Em setembro deste ano, 49 migrantes, incluindo brasileiros,foram encontrados dentro de um caminhãotentando cruzar a fronteira do México com o estado do Texas.
A América Central registrou um fluxo migratório histórico com 147 mil migrantes indocumentados detectados no México de janeiro a agosto deste ano, triplicando o número de 2020. Além disso, apenas em julho, a fronteira dos EUA com o México registrou um recorde de 212 mil pessoas detidas pela agência de Alfândega e Proteção de Fronteiras americana.

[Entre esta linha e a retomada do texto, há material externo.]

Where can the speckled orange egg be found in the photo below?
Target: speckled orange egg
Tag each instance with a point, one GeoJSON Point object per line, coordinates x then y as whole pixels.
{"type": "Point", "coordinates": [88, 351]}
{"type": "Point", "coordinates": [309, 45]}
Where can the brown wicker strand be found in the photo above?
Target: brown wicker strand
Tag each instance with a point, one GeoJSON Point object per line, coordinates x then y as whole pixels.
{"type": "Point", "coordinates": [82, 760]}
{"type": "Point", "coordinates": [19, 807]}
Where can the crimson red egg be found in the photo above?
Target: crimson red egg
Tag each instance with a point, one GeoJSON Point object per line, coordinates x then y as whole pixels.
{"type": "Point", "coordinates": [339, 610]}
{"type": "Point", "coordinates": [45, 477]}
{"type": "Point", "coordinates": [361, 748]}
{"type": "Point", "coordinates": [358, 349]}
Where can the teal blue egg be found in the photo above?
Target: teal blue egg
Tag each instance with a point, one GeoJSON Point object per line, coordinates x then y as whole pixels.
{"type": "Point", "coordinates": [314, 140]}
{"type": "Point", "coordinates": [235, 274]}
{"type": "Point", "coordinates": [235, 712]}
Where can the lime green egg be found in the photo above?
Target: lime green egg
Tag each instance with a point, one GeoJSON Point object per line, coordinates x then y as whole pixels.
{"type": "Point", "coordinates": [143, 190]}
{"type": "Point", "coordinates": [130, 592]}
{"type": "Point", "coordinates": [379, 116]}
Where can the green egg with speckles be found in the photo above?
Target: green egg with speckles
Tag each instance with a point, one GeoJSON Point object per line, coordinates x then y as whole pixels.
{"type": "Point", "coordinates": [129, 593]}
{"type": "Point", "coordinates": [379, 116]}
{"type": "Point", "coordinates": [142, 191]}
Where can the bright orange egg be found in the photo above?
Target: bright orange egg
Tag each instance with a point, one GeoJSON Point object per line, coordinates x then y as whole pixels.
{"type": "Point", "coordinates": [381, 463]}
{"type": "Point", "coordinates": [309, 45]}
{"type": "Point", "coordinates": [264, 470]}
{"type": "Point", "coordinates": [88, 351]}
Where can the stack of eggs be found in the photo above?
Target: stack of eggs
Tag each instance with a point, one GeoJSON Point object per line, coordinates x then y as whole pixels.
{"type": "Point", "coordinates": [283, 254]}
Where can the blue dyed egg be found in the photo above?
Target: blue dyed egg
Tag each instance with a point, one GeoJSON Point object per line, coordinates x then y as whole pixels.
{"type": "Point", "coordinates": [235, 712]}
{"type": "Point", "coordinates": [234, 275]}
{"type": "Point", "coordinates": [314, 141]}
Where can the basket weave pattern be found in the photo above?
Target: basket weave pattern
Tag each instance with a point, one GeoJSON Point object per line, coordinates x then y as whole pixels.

Em outro caso de grande repercussão da atual crise migratória do governo de Joe Biden, mais de 30 mil migrantes, a maioria haitianos, acamparam sob um viaduto na fronteira do México próximo ao estado do Texas, em uma situação de carência de serviços básicos. Para evitar a entrada no país, oficias dos EUA utilizaram cavalos e chicotes para dispersar a aglomeração, situação que foi duramente criticada pela comunidade internacional.
Governos Trump e Biden
“Outro ponto que se deve levar em consideração nesse processo atual de deslocamento é que havia uma expectativa de que a administração de Joe Biden pudesse flexibilizar algumas questões migratórias”, aponta o professor Murta, ao explicar que o governo de Donald Trump foi marcado por muitas barreiras em relação à chegada de estrangeiros.
Durante o governo do republicano, conhecido por sua política de “tolerância zero” na fronteira dos Estados Unidos com o México, milhares de crianças foram separadas de seus pais após entrarem irregulatemente no território.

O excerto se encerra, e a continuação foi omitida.